I can write "Jose's too old" on a blank with a sharpie, if you want! :biggrin:


----------



## Pens By Scott (Apr 21, 2017)

Jose's too old... lol, ain't that the truth... thanks guys


----------



## maxwell_smart007 (Apr 22, 2017)

He must have read that - great ending in the 13th inning yesterday...


----------



## Mack C. (Apr 22, 2017)

I see we have some non-believers already!
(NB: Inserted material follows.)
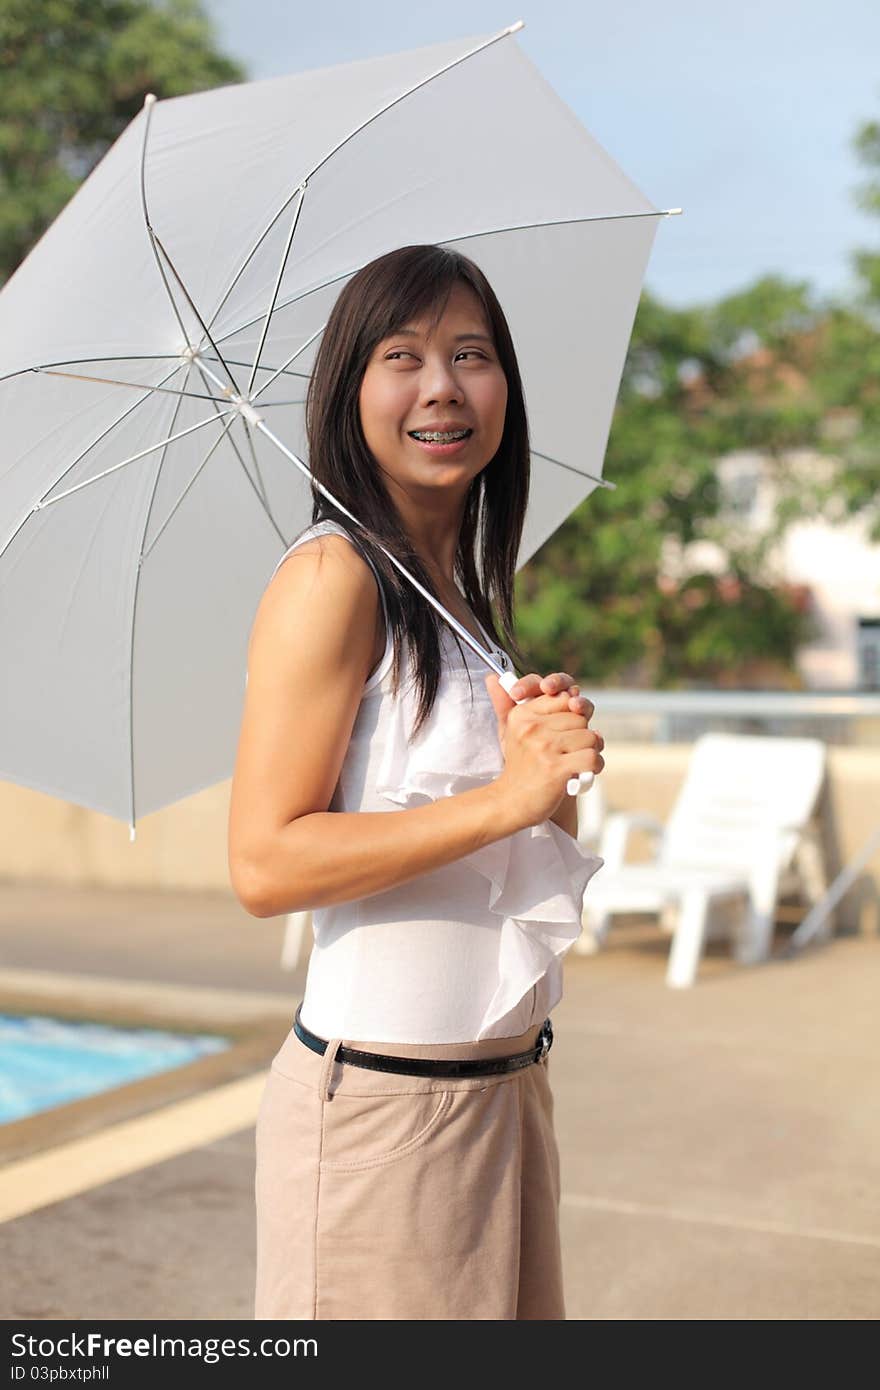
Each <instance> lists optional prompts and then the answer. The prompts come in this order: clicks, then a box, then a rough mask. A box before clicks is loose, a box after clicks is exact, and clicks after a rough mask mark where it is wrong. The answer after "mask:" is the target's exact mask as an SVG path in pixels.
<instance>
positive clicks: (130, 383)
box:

Have faith, eh!


----------



## maxwell_smart007 (Apr 22, 2017)

Been a jays fan my whole life, Mack.  I think they have a strong team (despite their record) with a huge, expensive hole in right field...  
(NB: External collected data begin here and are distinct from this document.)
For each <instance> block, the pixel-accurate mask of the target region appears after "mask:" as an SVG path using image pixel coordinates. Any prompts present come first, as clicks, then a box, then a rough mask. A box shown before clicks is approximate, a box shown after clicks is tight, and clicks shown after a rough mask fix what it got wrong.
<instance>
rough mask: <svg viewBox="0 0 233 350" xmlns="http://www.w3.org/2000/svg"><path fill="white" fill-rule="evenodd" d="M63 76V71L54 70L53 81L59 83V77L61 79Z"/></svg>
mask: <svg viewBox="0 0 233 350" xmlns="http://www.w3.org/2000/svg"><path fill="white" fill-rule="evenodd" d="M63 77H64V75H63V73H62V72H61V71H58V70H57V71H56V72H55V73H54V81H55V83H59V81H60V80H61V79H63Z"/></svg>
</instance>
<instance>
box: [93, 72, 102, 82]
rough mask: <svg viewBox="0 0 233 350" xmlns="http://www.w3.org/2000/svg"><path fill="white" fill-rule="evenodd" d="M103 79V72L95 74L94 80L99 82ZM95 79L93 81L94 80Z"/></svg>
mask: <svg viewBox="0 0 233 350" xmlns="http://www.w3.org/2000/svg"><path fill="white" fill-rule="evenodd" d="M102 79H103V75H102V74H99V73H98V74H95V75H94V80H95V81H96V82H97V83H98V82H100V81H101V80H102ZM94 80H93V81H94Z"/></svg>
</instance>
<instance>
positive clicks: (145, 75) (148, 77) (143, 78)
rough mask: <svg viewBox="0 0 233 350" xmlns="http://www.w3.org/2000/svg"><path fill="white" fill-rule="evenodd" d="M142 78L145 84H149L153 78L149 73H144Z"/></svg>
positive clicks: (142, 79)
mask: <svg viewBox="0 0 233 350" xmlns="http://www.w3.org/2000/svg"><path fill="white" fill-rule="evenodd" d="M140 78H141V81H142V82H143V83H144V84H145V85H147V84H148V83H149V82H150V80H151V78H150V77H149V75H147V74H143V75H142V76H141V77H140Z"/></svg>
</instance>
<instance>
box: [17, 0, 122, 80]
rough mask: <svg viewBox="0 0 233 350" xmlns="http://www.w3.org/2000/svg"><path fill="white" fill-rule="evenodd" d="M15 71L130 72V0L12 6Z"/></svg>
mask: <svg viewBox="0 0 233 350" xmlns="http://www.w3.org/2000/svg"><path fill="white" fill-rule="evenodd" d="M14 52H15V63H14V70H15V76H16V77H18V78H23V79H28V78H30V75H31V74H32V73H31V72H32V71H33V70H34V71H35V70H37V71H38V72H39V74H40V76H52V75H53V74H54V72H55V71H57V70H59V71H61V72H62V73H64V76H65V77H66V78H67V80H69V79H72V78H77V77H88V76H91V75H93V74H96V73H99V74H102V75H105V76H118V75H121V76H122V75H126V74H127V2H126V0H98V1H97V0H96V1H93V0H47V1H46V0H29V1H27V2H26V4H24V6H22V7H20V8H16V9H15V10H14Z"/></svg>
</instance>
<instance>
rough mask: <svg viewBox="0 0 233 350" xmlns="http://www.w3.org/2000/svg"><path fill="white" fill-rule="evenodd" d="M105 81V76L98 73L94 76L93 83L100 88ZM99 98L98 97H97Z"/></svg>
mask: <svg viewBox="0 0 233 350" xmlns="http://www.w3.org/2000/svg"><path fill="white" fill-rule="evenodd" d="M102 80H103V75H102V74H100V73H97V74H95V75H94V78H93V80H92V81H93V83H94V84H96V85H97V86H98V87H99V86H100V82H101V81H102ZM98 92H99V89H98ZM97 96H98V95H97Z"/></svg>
I wish they had kept Saunders, with Pompey backing him up, and given the 18,000,000 to charity!


----------



## Mack C. (Apr 22, 2017)

I'm missing EE!


----------



## firewhatfire (Apr 22, 2017)

I wish I had a good Vintage Blue Jays hat to go with my shirt from the 80's


----------



## Mack C. (Apr 22, 2017)

firewhatfire said:


> I wish I had a good Vintage Blue Jays hat to go with my shirt from the 80's


How about a '92 World Champs hat? I don't know how to show it from my iPad!


----------



## firewhatfire (Apr 22, 2017)

That would pair well with it I would think.  You interested in parting with it? 



Mack C. said:


> firewhatfire said:
> 
> 
> > I wish I had a good Vintage Blue Jays hat to go with my shirt from the 80's
> ...


----------



## Mack C. (Apr 22, 2017)

At my age and time of my life, pm me with your address. One less thing for my love to get rid of!


----------



## firewhatfire (Apr 22, 2017)

done and your awesome for it:biggrin:



Mack C. said:


> At my age and time of my life, pm me with your address. One less thing for my love to get rid of!


----------



## Mack C. (Apr 23, 2017)

firewhatfire said:


> done and your awesome for it:biggrin:
> 
> 
> 
> ...


Just so everyone knows, Phil has offered to turn a FP for me. A great trade for both of us! 
Thanks, Phil!


----------